Alors qu’il a 17 ans, son professeur lui demande d’étudier une sonate du compositeur russe. Après quelque temps, peu convaincu de sa performance, le prof lui dit que le morceau est sans doute trop difficile pour lui, et lui en assigne un autre. Piqué au vif, le jeune pianiste se décide à concentrer désormais tous ses efforts sur son instrument. Bien lui en prit : il se révélera plus tard comme l’un des pianistes les plus talentueux de sa génération.

 

Lorsque l’OSM lui a proposé d’interpréter cet automne le Concerto no 3, op. 26 de Prokofiev, il a été surpris. « Je n’ai pas joué ce morceau depuis plus de 10 ans, explique Charles Richard-Hamelin. Je le retrouve avec beaucoup de joie ! »

 

Il donnera trois représentations de ce concerto à partir du 11 octobre, dans le cadre du concert Charles Richard-Hamelin et la musique russe .

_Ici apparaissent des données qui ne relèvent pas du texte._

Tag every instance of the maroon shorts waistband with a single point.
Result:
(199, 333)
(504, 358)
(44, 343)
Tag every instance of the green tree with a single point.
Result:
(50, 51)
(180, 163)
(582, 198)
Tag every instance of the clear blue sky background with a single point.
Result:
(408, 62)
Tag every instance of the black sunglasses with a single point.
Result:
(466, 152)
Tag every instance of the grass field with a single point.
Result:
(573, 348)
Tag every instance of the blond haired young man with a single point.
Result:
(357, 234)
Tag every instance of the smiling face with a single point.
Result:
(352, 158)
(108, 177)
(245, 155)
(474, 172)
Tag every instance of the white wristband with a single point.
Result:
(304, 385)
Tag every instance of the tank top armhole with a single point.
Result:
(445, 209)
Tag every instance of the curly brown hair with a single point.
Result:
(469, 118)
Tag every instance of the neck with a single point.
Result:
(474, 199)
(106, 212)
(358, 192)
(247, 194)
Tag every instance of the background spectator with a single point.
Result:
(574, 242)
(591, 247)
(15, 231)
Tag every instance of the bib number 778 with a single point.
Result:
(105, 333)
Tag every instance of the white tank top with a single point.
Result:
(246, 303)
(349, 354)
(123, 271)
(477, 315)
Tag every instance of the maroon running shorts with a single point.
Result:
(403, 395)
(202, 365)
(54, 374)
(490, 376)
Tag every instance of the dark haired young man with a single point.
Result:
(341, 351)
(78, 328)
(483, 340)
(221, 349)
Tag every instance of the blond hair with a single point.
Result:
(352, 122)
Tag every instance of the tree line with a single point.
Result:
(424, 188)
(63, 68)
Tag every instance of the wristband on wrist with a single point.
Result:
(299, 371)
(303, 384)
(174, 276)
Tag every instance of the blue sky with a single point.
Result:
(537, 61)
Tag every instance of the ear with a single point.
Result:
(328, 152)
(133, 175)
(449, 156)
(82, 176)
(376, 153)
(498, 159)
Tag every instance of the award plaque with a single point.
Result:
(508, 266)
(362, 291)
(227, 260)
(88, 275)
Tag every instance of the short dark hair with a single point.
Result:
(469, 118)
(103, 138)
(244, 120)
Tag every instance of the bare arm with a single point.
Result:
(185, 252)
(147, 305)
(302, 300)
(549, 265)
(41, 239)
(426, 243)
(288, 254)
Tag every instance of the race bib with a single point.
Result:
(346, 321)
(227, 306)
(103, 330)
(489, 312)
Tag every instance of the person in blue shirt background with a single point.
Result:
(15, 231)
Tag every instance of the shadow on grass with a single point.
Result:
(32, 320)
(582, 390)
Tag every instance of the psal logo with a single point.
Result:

C’est pourtant à un autre compositeur, Chopin, que le nom de Charles Richard-Hamelin est naturellement associé. Sa maîtrise du répertoire de Chopin lui a valu en 2015 la médaille d’argent et le prix Krystian Zimerman lors du Concours international de piano Frédéric-Chopin à Varsovie.

 

Même s’il dit que ce prix a changé sa vie, ce n’est qu’une des nombreuses récompenses accordées au pianiste originaire de Joliette : Prix d’Europe, Révélation Radio-Canada en musique classique, premier prix au Concours national de piano de l’Orchestre symphonique de Toronto. Son premier disque a reçu l’an dernier le Félix « Album de l’année — Classique/Soliste et petit ensemble ». Cette année, il a été fait Compagnon des arts et des lettres du Québec (à 28 ans, il est le plus jeune après Xavier Dolan à avoir reçu une telle distinction).

 

Cette reconnaissance souligne une impressionnante carrière internationale. Rien qu’au cours des 12 derniers mois, il s’est produit en Allemagne, en France, en Italie, en Pologne, en Suisse, au Japon et à Singapour !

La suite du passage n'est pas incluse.